Send Your Email Resume

If you are asked to send an attachment, send your resume as a PDF or a Word document depending on instructions. Sometimes employers do not accept attachments. In these cases, paste your resume into your email message as plain text. Use a simple font and remove the fancy formatting. You have no idea about employer’s email reading software

Write suitable Subject Line
Make sure to list the position you are applying for in the Subject Line of your email address, so the employer is clear as to what job you are applying for.

Check Your Email
Make sure you spell check and check your grammar and capitalization. They are just as important in email messages as in paper correspondence.

Include a signature with your contact information, so it’s easy for the hiring manager to get in touch with you.

Send a Test Email
Attach your resume, and then email yourself first to test that the formatting works. Open the attachment to ensure, you attached the right file in the right format and it opens correctly. If everything looks good, send to the employer.

Resume styles that will WIN you an interview

The real question is which style of resume will generate the most interviews? Following are the options you have…

Reverse Chronological Resume:

A reverse chronological resume is listing of your work history, with the most recent position listed first. Your jobs are listed in reverse chronological order with your current or most recent job, first. Employers typically prefer this type of resume because it’s easy to see what jobs you have held and when you have worked at them. It always pays off to understand recruiter’s requirements and stick to norm.

Functional Resume:

A functional resume lists your skills and experience, rather than your chronological work history. It is used most often by people who are changing careers or who have gaps in their employment history.

Recruiters often bin functional resumes, as they need to know exactly what the candidate has done and where, to really be sure of candidate’s suitability to the job. There are also many employers who think that, by using functional resume an applicant wants to bury some of his details.

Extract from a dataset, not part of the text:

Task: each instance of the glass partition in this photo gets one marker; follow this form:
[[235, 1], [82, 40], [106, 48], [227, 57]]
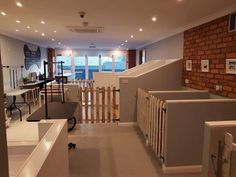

But there are exceptions. In cases where management is looking to hire for senior positions, they would be interested in functional resume. It can also be useful for those having practical work experience or those who are looking to move out of their domain.

Combination Resume:

A combination resume is best of both mentioned above. It lists your skills and experience first and then your employment history. This type of resume is used to highlight the skills you have that are relevant to the job you are applying for, and also provide the chronological work history that employers prefer.

Mini Resume:

With start-ups coming in and ever growing job speed dating mini resumes are becoming a new genre. A mini resume contains a brief summary of your career highlights qualifications. It is used for networking purposes or shared upon request from a prospective employer who wants an overview of your accomplishments.

Non-traditional Resume:

A web-based version of your resume may include photos, graphics, images, graphs and other visuals. This style is non-conformist and can be very useful for artists, architects, designers and scientists. Now a days it is not unusual to find this style adopted by many.